The perimeter alarm beeped in Storm's belt. She jumped like she'd heard a gunshot. Not again. No, not again. They weren't ready. They couldn't do rounds like this. But it was only one beep. So whoever it was had come through the front gate, and had a pass and knew the code to do it. So they knew them. Or they ought to. They weren't expecting anyone. She got up. The door to coms room was ajar. Scott was in there.
"I know, just… just keep your heads down." He was on the phone to someone. "And to you. Goodnight." He put the phone down.
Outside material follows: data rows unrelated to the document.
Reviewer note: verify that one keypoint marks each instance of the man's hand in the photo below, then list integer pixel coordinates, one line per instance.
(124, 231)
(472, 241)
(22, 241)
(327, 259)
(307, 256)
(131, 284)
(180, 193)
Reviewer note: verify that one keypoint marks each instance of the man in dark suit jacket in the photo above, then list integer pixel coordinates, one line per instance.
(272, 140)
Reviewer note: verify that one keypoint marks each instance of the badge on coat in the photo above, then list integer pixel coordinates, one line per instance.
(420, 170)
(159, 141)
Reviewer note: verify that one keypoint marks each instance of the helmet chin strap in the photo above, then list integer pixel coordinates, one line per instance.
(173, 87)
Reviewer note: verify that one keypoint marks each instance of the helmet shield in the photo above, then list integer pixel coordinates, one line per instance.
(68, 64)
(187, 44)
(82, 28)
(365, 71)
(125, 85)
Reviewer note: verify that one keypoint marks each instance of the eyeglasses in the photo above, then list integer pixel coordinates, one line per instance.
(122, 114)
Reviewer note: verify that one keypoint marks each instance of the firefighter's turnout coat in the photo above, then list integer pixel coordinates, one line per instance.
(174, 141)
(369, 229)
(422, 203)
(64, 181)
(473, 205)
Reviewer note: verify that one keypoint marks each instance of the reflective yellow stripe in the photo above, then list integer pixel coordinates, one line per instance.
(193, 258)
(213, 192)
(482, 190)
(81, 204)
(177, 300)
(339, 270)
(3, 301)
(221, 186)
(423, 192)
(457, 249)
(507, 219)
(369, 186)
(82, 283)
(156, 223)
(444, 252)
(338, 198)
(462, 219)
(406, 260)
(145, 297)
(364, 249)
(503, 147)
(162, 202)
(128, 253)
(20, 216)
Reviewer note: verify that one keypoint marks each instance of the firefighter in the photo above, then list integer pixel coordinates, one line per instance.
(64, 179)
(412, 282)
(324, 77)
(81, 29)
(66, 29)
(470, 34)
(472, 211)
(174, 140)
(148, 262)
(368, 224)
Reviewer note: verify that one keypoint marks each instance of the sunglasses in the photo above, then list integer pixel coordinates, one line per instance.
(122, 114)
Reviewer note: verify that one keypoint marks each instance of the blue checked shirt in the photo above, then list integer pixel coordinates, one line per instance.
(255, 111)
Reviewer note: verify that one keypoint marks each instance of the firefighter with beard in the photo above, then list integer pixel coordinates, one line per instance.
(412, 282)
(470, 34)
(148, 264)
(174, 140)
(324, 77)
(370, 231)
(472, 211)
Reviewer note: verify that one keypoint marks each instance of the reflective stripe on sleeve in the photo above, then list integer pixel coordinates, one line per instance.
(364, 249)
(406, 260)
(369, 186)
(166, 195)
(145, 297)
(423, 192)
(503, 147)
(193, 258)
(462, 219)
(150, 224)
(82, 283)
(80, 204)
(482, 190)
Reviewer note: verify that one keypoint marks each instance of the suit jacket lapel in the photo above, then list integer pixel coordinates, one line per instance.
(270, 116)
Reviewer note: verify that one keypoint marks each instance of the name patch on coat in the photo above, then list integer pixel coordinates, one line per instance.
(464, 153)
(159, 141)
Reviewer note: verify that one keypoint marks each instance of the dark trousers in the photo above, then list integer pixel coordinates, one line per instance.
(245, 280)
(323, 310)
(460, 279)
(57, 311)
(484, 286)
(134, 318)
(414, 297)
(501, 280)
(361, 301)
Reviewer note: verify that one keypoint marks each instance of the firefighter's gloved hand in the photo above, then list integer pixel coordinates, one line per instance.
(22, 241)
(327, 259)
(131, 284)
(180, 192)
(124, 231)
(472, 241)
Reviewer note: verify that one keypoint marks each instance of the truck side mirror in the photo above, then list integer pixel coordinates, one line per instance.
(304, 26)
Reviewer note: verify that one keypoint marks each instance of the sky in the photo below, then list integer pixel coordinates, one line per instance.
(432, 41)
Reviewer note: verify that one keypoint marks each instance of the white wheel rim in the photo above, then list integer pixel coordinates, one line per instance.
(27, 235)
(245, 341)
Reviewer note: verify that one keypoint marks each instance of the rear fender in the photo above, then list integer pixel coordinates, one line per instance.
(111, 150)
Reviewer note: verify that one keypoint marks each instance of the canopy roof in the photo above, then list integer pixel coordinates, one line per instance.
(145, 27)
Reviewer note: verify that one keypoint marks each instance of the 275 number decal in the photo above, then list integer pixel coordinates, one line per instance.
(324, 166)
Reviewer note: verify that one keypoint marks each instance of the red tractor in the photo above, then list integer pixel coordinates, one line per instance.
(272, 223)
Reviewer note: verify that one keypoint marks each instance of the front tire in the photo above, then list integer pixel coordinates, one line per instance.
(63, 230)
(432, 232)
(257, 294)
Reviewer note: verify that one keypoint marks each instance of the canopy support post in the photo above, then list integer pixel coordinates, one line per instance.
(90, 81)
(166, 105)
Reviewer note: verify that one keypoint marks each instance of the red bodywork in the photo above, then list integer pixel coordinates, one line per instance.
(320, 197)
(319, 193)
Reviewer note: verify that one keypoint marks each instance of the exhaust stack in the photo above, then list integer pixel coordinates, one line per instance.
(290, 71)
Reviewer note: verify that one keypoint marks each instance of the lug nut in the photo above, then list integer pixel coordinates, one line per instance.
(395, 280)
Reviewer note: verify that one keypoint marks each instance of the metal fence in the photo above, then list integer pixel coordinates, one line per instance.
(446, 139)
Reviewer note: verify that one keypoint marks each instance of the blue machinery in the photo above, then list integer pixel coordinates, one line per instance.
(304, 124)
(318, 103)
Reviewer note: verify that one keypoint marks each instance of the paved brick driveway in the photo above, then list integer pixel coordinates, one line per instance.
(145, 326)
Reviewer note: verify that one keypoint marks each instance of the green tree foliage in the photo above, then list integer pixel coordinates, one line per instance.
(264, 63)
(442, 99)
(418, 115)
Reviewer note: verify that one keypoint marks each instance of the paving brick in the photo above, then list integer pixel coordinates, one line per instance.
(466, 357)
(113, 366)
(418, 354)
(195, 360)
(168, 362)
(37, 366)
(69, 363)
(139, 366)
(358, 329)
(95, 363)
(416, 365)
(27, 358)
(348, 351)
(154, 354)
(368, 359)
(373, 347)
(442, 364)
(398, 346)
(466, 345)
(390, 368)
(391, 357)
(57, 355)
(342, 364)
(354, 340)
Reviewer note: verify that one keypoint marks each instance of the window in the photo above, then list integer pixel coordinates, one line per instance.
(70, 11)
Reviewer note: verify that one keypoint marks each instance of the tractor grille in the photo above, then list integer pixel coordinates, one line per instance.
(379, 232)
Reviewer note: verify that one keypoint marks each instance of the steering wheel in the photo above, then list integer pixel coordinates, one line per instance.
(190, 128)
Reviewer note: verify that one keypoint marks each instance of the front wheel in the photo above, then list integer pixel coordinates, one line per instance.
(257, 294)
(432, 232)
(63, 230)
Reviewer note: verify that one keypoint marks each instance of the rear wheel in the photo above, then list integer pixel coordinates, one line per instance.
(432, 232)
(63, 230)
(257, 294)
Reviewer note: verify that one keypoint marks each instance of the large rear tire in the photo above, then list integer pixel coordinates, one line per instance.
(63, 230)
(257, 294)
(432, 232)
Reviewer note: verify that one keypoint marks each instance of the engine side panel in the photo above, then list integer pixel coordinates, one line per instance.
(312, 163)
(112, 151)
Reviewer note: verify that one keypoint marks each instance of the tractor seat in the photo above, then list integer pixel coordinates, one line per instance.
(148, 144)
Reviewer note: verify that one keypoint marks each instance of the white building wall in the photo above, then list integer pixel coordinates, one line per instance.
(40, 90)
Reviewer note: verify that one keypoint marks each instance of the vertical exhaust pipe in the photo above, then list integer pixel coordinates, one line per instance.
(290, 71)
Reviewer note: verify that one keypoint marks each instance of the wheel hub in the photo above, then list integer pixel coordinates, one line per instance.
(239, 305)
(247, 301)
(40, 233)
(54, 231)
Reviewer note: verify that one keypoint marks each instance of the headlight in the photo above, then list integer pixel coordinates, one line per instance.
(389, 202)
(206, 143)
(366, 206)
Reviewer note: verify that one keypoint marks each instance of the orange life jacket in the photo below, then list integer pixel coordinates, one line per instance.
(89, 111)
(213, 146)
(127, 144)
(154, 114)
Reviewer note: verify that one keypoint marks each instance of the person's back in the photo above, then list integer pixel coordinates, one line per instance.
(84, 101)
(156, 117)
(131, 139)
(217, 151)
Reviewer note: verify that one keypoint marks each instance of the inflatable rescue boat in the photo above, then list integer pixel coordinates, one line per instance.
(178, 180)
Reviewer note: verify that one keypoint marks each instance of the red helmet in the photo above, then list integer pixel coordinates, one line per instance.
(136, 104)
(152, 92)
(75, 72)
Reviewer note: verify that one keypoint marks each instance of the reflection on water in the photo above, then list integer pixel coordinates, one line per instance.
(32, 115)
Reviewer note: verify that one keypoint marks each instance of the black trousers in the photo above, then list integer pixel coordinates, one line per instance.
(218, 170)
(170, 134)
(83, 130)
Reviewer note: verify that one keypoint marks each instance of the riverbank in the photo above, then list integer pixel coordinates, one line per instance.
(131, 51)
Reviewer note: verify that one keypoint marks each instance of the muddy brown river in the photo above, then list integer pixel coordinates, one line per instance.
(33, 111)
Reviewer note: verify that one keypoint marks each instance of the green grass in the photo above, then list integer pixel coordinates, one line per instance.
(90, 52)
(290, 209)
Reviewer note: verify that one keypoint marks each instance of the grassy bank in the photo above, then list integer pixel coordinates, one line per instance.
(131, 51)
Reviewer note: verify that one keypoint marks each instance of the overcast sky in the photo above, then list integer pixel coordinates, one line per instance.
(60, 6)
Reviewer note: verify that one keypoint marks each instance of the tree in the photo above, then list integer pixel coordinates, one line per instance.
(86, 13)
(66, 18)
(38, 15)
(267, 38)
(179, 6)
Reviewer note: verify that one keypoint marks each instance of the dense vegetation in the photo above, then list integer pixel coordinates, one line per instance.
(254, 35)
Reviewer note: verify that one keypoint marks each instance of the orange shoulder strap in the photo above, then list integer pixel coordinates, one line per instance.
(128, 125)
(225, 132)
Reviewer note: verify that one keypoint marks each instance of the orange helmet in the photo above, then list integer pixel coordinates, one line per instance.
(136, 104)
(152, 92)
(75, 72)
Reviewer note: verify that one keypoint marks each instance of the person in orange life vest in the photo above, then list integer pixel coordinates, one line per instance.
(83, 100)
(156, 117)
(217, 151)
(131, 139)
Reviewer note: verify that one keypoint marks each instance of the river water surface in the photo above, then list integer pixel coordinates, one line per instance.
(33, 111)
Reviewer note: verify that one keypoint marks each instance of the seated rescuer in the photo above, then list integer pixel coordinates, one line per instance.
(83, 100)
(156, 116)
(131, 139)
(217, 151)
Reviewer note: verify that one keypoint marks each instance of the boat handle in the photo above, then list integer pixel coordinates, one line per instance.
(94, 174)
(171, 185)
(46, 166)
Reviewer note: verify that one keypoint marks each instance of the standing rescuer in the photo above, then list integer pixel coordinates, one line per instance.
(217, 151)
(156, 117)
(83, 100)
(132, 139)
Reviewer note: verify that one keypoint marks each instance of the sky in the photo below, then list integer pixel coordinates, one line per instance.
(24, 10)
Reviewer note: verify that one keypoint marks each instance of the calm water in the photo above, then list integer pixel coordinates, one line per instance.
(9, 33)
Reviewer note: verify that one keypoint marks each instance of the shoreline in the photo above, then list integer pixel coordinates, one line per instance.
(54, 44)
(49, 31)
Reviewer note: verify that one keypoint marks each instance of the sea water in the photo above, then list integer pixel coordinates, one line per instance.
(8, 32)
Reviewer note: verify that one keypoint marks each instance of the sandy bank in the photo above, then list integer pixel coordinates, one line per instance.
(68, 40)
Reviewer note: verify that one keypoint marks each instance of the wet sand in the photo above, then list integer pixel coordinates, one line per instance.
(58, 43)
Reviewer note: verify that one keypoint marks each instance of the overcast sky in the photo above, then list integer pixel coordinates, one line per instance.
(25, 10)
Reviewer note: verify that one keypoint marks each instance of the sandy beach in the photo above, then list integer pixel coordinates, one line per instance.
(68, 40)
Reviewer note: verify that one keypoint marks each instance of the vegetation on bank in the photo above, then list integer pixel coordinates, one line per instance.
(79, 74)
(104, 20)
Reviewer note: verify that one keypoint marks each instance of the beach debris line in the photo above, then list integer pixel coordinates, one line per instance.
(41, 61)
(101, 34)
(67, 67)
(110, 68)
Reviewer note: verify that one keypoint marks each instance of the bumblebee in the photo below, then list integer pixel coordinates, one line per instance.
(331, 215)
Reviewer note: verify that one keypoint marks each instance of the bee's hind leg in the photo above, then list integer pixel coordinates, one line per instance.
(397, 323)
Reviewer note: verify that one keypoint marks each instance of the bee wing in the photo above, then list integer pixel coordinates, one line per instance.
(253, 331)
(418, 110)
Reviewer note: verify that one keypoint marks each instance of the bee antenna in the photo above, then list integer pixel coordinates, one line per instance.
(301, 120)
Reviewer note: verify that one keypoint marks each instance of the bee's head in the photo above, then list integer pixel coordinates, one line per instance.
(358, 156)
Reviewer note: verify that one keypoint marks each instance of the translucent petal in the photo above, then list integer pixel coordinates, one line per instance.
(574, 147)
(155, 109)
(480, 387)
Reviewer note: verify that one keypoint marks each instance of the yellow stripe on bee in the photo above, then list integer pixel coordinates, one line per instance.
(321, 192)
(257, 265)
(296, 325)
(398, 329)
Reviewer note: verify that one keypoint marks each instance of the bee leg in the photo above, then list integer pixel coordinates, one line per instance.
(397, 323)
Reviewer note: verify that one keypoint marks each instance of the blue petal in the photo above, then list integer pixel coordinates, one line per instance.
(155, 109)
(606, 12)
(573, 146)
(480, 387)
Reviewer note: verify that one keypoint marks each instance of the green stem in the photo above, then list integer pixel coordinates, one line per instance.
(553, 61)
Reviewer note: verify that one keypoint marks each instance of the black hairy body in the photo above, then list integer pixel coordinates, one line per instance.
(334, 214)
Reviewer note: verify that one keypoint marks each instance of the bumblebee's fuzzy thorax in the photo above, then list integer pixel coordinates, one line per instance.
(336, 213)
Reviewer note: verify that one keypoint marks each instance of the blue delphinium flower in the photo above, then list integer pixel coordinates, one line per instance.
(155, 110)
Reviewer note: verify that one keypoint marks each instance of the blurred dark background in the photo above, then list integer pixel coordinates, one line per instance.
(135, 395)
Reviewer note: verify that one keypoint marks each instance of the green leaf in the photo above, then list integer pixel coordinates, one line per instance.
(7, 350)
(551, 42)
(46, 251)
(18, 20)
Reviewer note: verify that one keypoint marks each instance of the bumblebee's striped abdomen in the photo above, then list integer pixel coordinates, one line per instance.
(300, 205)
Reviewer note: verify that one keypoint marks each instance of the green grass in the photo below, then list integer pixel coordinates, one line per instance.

"Scott," She said. He turned. "Someone's coming through the main gate. The alarm didn't sound so…" He nodded once and got up to follow her, picking up what she recognized as his visor case from the desk. So he was expecting more trouble too, or dreading it.
Storm rolled her shoulders as she walked, starting to gather herself. She didn't want to fight right now, but if she had to, she had to. She and Scott stepped out in to the dusk. A car was creeping up the drive.
"Wait," Scott said. "That's-"
"That's Hank's car." Storm started down the steps towards him, Scott just behind her. Even at this distance, she could see the driver was a heterochrome. It had to be Hank. They didn't have to fight. It was okay. It was Hank. He stopped the car and got out. Storm walked straight in to his arms.
"Ororo. It's good to see you. I came as soon as I could."
Storm buried her head in his shoulder. "I'm so glad you're here."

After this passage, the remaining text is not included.